Paper short abstract:
Social networks support alternatives to consumption outside the market economy for the working poor in Russia. Under neoliberalism, sociality emerges as meagre, practice-based; nonetheless it reveals enduring and shared ethical and cultural categories of meaning around production/consumption.
Paper long abstract:
Research on the post-socialist lived experience of the working poor often focuses on economic survival. It is equally important to examine how social networks facilitate self-provisioning and mutual-aid practices for non-subsistence consumption (decorative, non-utility items) in the face of material want. Ethnographic materials presented here of workers (both in the formal and informal economy) in a Russian province show how self-resourced homemaking and decoration constitute a social practice linked to membership of a class-based network. Socially recognized practices such as making furniture and aquariums are focused on. The resources of the network provide opportunities for alternatives to consumption outside the market economy.
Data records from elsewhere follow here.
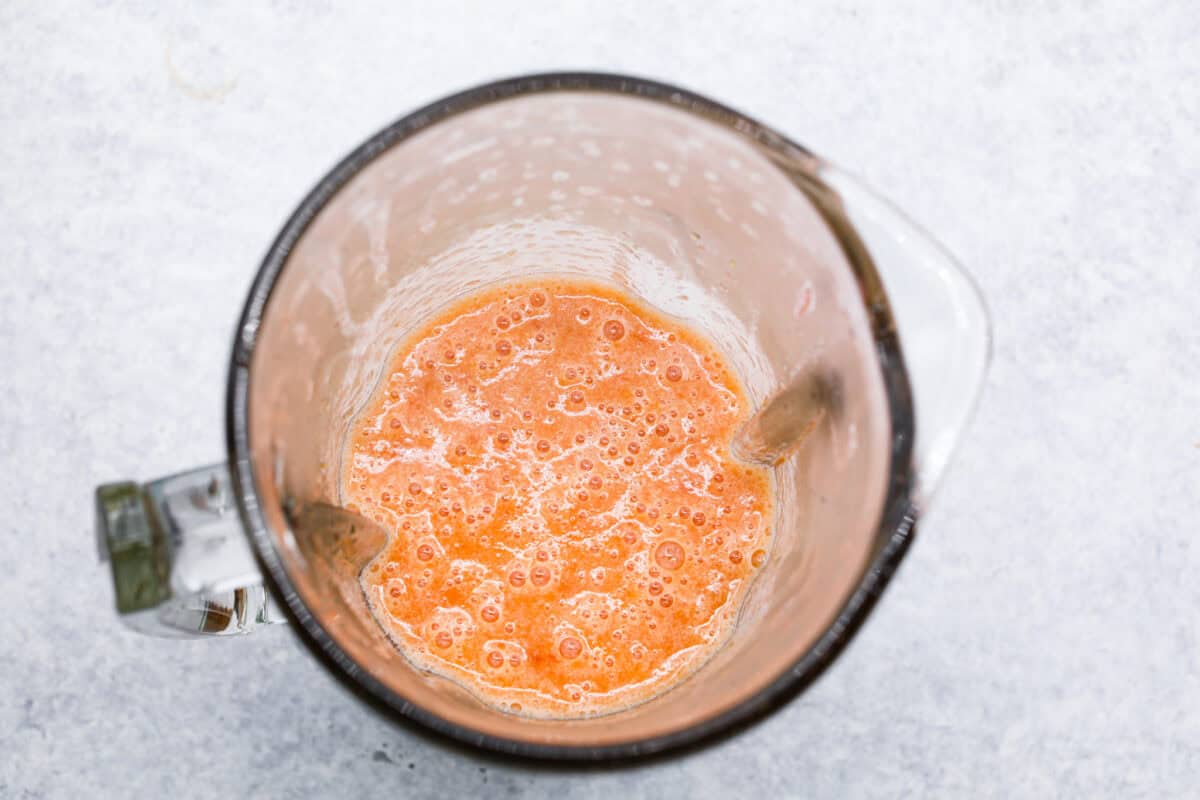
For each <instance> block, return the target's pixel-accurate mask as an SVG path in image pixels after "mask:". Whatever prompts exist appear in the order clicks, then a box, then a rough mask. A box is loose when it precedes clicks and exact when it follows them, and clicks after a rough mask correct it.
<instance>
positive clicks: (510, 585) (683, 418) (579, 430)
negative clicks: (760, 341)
mask: <svg viewBox="0 0 1200 800" xmlns="http://www.w3.org/2000/svg"><path fill="white" fill-rule="evenodd" d="M392 357H394V360H392V362H391V363H390V365H389V368H390V373H386V374H385V380H383V381H380V386H382V389H380V390H378V391H377V395H376V396H374V397H372V399H371V402H370V403H368V407H367V408H366V409H365V410H364V411H362V414H361V415H360V417H359V419H358V420H356V422H355V425H354V427H353V429H352V433H350V439H349V441H348V445H347V453H348V457H347V459H346V464H347V465H346V469H344V471H343V475H342V486H343V495H344V499H346V501H347V506H348V507H350V506H353V507H355V509H358V510H359V512H360V513H364V515H365V516H370V517H372V518H378V519H379V521H380V522H383V523H384V524H386V525H389V527H390V529H391V531H392V536H391V539H390V541H389V545H388V547H386V549H385V551H384V552H383V553H382V554H380V555H379V557H378V558H377V559H376V560H374V561H373V563H372V564H371V565H370V566H368V567H367V569H365V570H364V571H362V575H361V581H362V585H364V589H365V590H366V594H367V597H368V599H370V600H371V608H372V612H373V613H374V614H376V616H377V618H378V619H379V621H380V624H382V625H384V627H386V628H388V630H389V631H390V632H391V633H392V634H394V640H396V642H397V643H398V645H400V646H401V648H402V649H403V650H404V652H406V655H407V656H408V657H409V658H412V660H413V661H415V662H418V663H420V664H422V666H424V667H426V668H428V669H432V670H434V672H439V673H442V674H445V675H448V676H450V678H452V679H455V680H458V681H460V682H462V684H463V685H466V686H468V687H469V688H470V690H472V691H473V692H475V693H476V694H478V696H480V697H482V698H484V699H485V700H487V702H491V703H494V704H496V705H498V706H499V708H504V709H508V710H510V711H521V712H528V714H535V715H541V716H566V717H570V716H578V715H581V714H595V712H600V711H606V710H613V709H616V708H622V706H624V705H629V704H631V703H635V702H638V700H641V699H646V698H648V697H650V696H653V694H656V693H658V692H660V691H662V690H665V688H667V687H668V686H670V685H671V682H672V681H674V680H678V679H679V678H680V676H682V675H684V674H686V673H688V672H689V670H691V669H694V668H696V667H698V666H700V664H701V663H703V661H704V660H707V657H708V655H709V654H710V652H712V651H713V650H715V648H718V646H719V645H720V644H721V642H722V640H724V638H725V637H726V636H727V633H728V630H730V626H731V625H732V622H733V619H734V616H736V610H737V607H738V604H739V602H740V599H742V595H743V594H744V591H745V590H746V588H748V585H749V581H748V579H746V578H749V577H752V573H754V571H756V570H758V569H761V567H762V566H763V565H764V564H766V561H767V559H768V555H767V553H768V546H769V534H770V525H769V521H770V518H772V513H773V512H772V498H770V483H769V477H768V475H767V474H766V473H764V471H763V470H758V469H754V468H748V467H744V465H742V464H737V463H734V462H733V461H732V458H731V456H730V455H728V441H730V439H731V438H732V435H733V433H734V432H736V431H737V429H738V427H739V426H740V423H742V422H743V421H744V419H745V413H746V403H745V399H744V393H743V392H742V390H740V387H739V386H738V385H737V383H736V381H734V379H733V378H732V374H733V372H732V371H731V369H730V368H728V367H727V366H726V365H725V361H724V359H722V356H721V355H720V354H719V353H718V351H716V350H715V349H713V348H712V345H710V344H708V343H707V342H706V341H704V339H702V338H701V337H700V336H697V335H696V333H692V332H691V331H688V330H686V329H684V327H682V326H679V325H678V324H677V323H674V321H671V320H667V319H666V318H664V317H661V315H659V314H656V313H655V312H653V311H650V309H648V308H646V307H643V306H641V305H640V303H637V302H636V301H634V300H632V299H630V297H628V296H625V295H622V294H619V293H617V291H614V290H612V289H607V288H604V287H598V285H594V284H584V283H578V282H572V281H565V279H558V281H540V282H530V283H528V284H511V285H505V287H497V288H493V289H490V290H486V291H484V293H481V294H479V295H476V296H474V297H470V299H468V300H467V301H463V302H461V303H458V305H456V306H452V307H450V308H446V309H445V311H444V312H443V313H440V314H439V315H437V317H434V318H432V319H430V320H426V323H424V324H422V326H421V327H420V329H419V330H416V331H414V333H413V335H412V336H410V338H409V339H408V341H407V343H406V344H403V345H402V347H401V348H400V349H398V350H397V351H396V353H395V355H394V356H392ZM682 652H683V654H686V655H685V656H684V655H679V654H682ZM673 656H674V661H671V660H672V657H673ZM680 658H683V661H680ZM518 698H520V699H518Z"/></svg>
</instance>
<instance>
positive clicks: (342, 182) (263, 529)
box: [226, 72, 916, 762]
mask: <svg viewBox="0 0 1200 800" xmlns="http://www.w3.org/2000/svg"><path fill="white" fill-rule="evenodd" d="M551 91H599V92H610V94H620V95H631V96H636V97H642V98H646V100H648V101H653V102H659V103H664V104H667V106H671V107H674V108H678V109H682V110H686V112H689V113H692V114H696V115H700V116H703V118H706V119H708V120H710V121H715V122H718V124H720V125H724V126H725V127H728V128H730V130H732V131H734V132H737V133H738V134H740V136H744V137H746V138H749V139H751V140H754V142H756V143H757V144H760V145H762V146H764V148H767V149H768V150H770V151H774V152H778V154H781V155H786V156H788V157H796V156H797V155H800V156H805V157H811V156H810V154H809V152H808V151H806V150H805V149H804V148H802V146H800V145H797V144H794V143H793V142H791V140H790V139H788V138H787V137H784V136H781V134H779V133H776V132H775V131H773V130H772V128H769V127H767V126H764V125H762V124H760V122H757V121H755V120H752V119H750V118H748V116H745V115H744V114H740V113H738V112H736V110H733V109H731V108H728V107H726V106H722V104H720V103H716V102H714V101H712V100H708V98H707V97H703V96H702V95H697V94H695V92H691V91H688V90H685V89H679V88H677V86H672V85H668V84H662V83H658V82H654V80H647V79H643V78H635V77H629V76H620V74H607V73H592V72H562V73H546V74H535V76H524V77H517V78H509V79H504V80H498V82H494V83H490V84H485V85H481V86H476V88H474V89H468V90H466V91H462V92H458V94H455V95H451V96H449V97H445V98H443V100H439V101H436V102H433V103H431V104H428V106H425V107H424V108H420V109H418V110H415V112H413V113H412V114H408V115H407V116H403V118H401V119H400V120H397V121H395V122H392V124H391V125H389V126H388V127H385V128H383V130H382V131H379V132H378V133H376V134H374V136H372V137H371V138H370V139H367V140H366V142H364V143H362V144H361V145H359V146H358V148H356V149H355V150H354V151H353V152H350V154H349V155H348V156H347V157H346V158H343V160H342V161H341V162H340V163H338V164H337V166H336V167H334V168H332V169H331V170H330V172H329V173H328V174H326V175H325V176H324V178H323V179H322V180H320V181H319V182H318V184H317V186H316V187H314V188H313V190H312V191H311V192H310V193H308V196H307V197H305V198H304V200H302V201H301V203H300V205H299V206H298V207H296V210H295V211H294V212H293V213H292V216H290V217H289V218H288V222H287V223H286V224H284V225H283V229H282V230H281V233H280V234H278V236H277V237H276V239H275V241H274V242H272V245H271V247H270V249H269V251H268V252H266V255H265V258H264V259H263V263H262V265H260V267H259V270H258V273H257V275H256V277H254V281H253V283H252V285H251V289H250V294H248V295H247V299H246V305H245V307H244V309H242V314H241V319H240V321H239V324H238V330H236V335H235V337H234V347H233V355H232V359H230V365H229V381H228V392H227V405H226V411H227V416H226V423H227V440H228V447H229V469H230V473H232V476H233V486H234V493H235V495H236V498H238V506H239V511H240V513H241V516H242V522H244V523H245V525H246V529H247V531H248V535H250V537H251V541H252V543H253V547H254V551H256V554H257V557H258V559H259V563H260V565H262V566H263V569H264V576H265V577H266V578H268V583H269V584H271V585H272V587H274V590H275V591H276V594H277V596H280V597H282V600H283V602H284V604H286V606H287V608H288V609H289V612H290V615H292V619H293V621H294V622H295V624H296V625H298V627H299V628H300V630H301V631H302V632H304V634H305V636H306V637H307V638H308V644H310V645H312V646H313V648H316V649H317V650H318V651H319V652H320V654H323V655H324V656H325V657H328V658H329V660H330V661H332V663H335V664H336V666H337V667H338V668H340V669H341V670H342V673H343V674H344V676H346V678H347V679H348V680H349V681H350V682H352V684H353V685H354V686H355V687H356V688H360V690H364V691H365V692H366V693H367V696H368V697H370V698H372V699H373V700H374V702H376V703H377V704H382V705H383V706H385V708H388V709H390V710H391V711H394V712H397V714H400V715H403V716H404V717H407V718H409V720H414V721H416V722H419V723H421V724H424V726H426V727H427V728H430V729H431V730H433V732H437V733H438V734H442V735H445V736H449V738H450V739H454V740H456V741H460V742H463V744H467V745H470V746H475V747H481V748H485V750H490V751H494V752H498V753H504V754H512V756H521V757H528V758H541V759H553V760H576V762H596V760H611V759H630V758H642V757H647V756H653V754H659V753H664V752H666V751H670V750H677V748H682V747H685V746H697V745H703V744H708V742H710V741H713V740H715V739H716V738H719V736H721V735H722V734H728V733H732V732H736V730H739V729H742V728H744V727H746V726H749V724H752V723H754V722H756V721H758V720H761V718H762V717H764V716H767V715H768V714H770V712H772V711H774V710H775V709H779V708H780V706H782V705H785V704H786V703H787V702H788V700H791V699H792V698H794V697H796V696H798V694H799V693H800V692H803V691H804V690H805V688H806V687H808V686H810V685H811V684H812V682H814V681H815V680H816V679H817V678H818V676H820V675H821V674H822V672H823V670H824V669H826V668H827V667H828V666H829V664H830V663H832V662H833V661H834V660H835V658H836V656H838V655H839V654H840V652H841V651H842V650H844V649H845V648H846V645H847V644H848V643H850V640H851V639H852V638H853V636H854V633H856V632H857V631H858V630H859V628H860V627H862V625H863V622H864V621H865V620H866V618H868V615H869V614H870V612H871V609H872V608H874V607H875V603H876V602H877V600H878V599H880V596H881V595H882V593H883V590H884V589H886V588H887V585H888V582H889V581H890V578H892V576H893V573H894V572H895V570H896V567H898V566H899V565H900V563H901V560H902V559H904V555H905V554H906V552H907V551H908V547H910V546H911V543H912V540H913V537H914V536H916V511H914V505H913V501H912V493H913V487H914V471H913V463H912V445H913V437H914V415H913V408H912V396H911V390H910V385H908V377H907V372H906V371H905V367H904V357H902V354H901V350H900V343H899V341H898V338H896V335H895V327H894V325H893V320H892V317H890V312H889V311H888V308H887V303H886V300H884V299H882V297H880V296H871V295H870V293H869V287H877V285H878V276H877V273H876V272H875V266H874V264H872V263H871V260H870V257H869V255H868V254H866V252H865V249H864V248H863V247H862V246H860V243H859V246H858V247H853V246H851V247H846V242H844V249H845V251H846V255H847V258H848V260H850V261H851V265H852V267H853V269H854V271H856V273H857V277H858V279H859V285H860V288H862V289H863V293H864V303H866V306H868V308H869V311H870V314H869V318H870V320H871V325H872V326H874V335H875V343H876V350H877V356H878V365H880V369H881V374H882V378H883V385H884V390H886V392H887V398H888V405H889V411H890V415H892V457H890V462H892V471H890V480H889V482H888V486H887V489H886V492H887V494H886V498H884V504H883V511H882V515H881V519H880V525H878V530H877V534H876V543H875V551H874V553H872V555H871V558H870V559H869V563H868V565H866V567H865V570H864V572H863V576H862V578H860V579H859V583H858V584H857V587H856V588H854V590H853V591H852V593H851V595H850V597H848V600H847V601H846V602H845V604H844V606H842V608H841V609H840V612H839V613H838V615H836V616H835V618H834V620H833V622H832V624H830V625H829V627H828V628H827V630H826V631H824V632H823V633H822V634H821V636H820V637H818V638H817V640H816V642H815V643H814V644H812V645H811V646H810V648H809V650H808V651H806V652H805V654H804V655H803V656H800V658H799V660H797V661H796V662H794V663H793V664H792V666H791V667H790V668H788V669H786V670H784V672H782V673H781V674H780V675H778V676H776V678H775V679H774V680H773V681H772V682H770V684H768V685H767V686H766V687H763V688H762V690H760V691H758V692H757V693H755V694H752V696H751V697H749V698H748V699H745V700H744V702H742V703H740V704H738V705H737V706H734V708H732V709H728V710H726V711H724V712H721V714H718V715H714V716H713V717H709V718H708V720H704V721H702V722H700V723H697V724H694V726H691V727H689V728H685V729H680V730H674V732H671V733H667V734H664V735H659V736H654V738H648V739H642V740H635V741H628V742H618V744H610V745H602V746H581V745H552V744H542V742H530V741H522V740H516V739H505V738H499V736H493V735H490V734H484V733H480V732H478V730H474V729H470V728H467V727H463V726H460V724H456V723H452V722H449V721H446V720H444V718H443V717H439V716H437V715H434V714H432V712H430V711H426V710H425V709H424V708H422V706H421V705H420V704H419V702H418V699H416V698H406V697H401V696H398V694H397V693H395V692H392V691H391V690H390V688H388V687H386V686H384V685H383V684H380V682H379V681H378V680H376V679H374V676H372V675H371V674H370V673H368V672H366V670H365V669H362V668H361V667H359V666H358V664H356V663H355V662H354V661H353V660H352V658H350V657H349V656H348V655H347V654H346V651H344V650H342V648H341V645H338V643H337V642H336V640H335V639H334V638H332V637H331V636H330V634H329V633H328V632H326V631H325V628H324V627H323V626H322V625H320V624H319V621H318V620H317V619H316V618H314V616H313V615H312V614H311V613H310V612H308V609H307V607H306V606H305V603H304V601H302V600H301V599H300V596H299V595H298V594H296V591H295V585H294V584H293V583H292V579H290V577H289V575H288V573H287V570H286V569H284V566H283V563H282V560H281V558H280V554H278V551H277V549H276V546H275V539H274V536H272V534H271V533H270V530H269V529H268V522H266V518H265V516H264V515H263V511H262V507H260V506H259V504H258V497H259V494H258V488H257V487H258V482H259V481H258V476H257V475H256V473H254V468H253V462H252V461H251V457H250V439H248V428H247V415H248V381H250V366H251V362H252V356H253V351H254V345H256V343H257V341H258V327H259V323H260V320H262V317H263V312H264V309H265V308H266V303H268V302H269V300H270V296H271V293H272V290H274V288H275V284H276V279H277V278H278V276H280V273H281V271H282V269H283V266H284V264H286V263H287V258H288V255H289V254H290V252H292V248H293V247H294V246H295V243H296V241H298V240H299V239H300V236H301V235H302V234H304V231H305V230H306V229H307V227H308V224H310V223H311V222H312V221H313V218H314V217H316V216H317V213H319V211H320V210H322V209H323V207H324V206H325V204H326V203H328V201H329V200H330V199H331V198H332V197H334V196H335V194H336V193H337V192H338V191H340V190H341V188H342V187H343V186H346V184H347V182H348V181H349V180H350V179H352V178H354V175H356V174H358V173H359V172H360V170H361V169H362V168H364V167H366V166H367V164H368V163H371V162H372V161H373V160H374V158H376V157H377V156H379V155H380V154H382V152H384V151H386V150H389V149H390V148H392V146H395V145H397V144H400V143H401V142H403V140H404V139H407V138H408V137H410V136H413V134H414V133H416V132H419V131H422V130H425V128H428V127H430V126H432V125H436V124H438V122H440V121H444V120H446V119H449V118H451V116H454V115H456V114H460V113H462V112H466V110H470V109H474V108H479V107H481V106H486V104H488V103H493V102H497V101H502V100H508V98H511V97H517V96H523V95H533V94H540V92H551ZM823 211H828V210H827V209H826V210H823ZM841 233H842V234H845V233H846V231H841ZM850 235H851V236H853V234H852V231H851V234H850Z"/></svg>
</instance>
Worker identities at work cannot be detached from those at leisure and at home; for the working poor, both consumption and work become increasingly mobile, interstitial. Against a backdrop of Russia as a testing ground for the most extreme neoliberal reform, a post-socialist, post-working-class sociality emerges as meagre, practice-based; nonetheless it is based on enduring and shared ethical and cultural categories of meaning around production/consumption.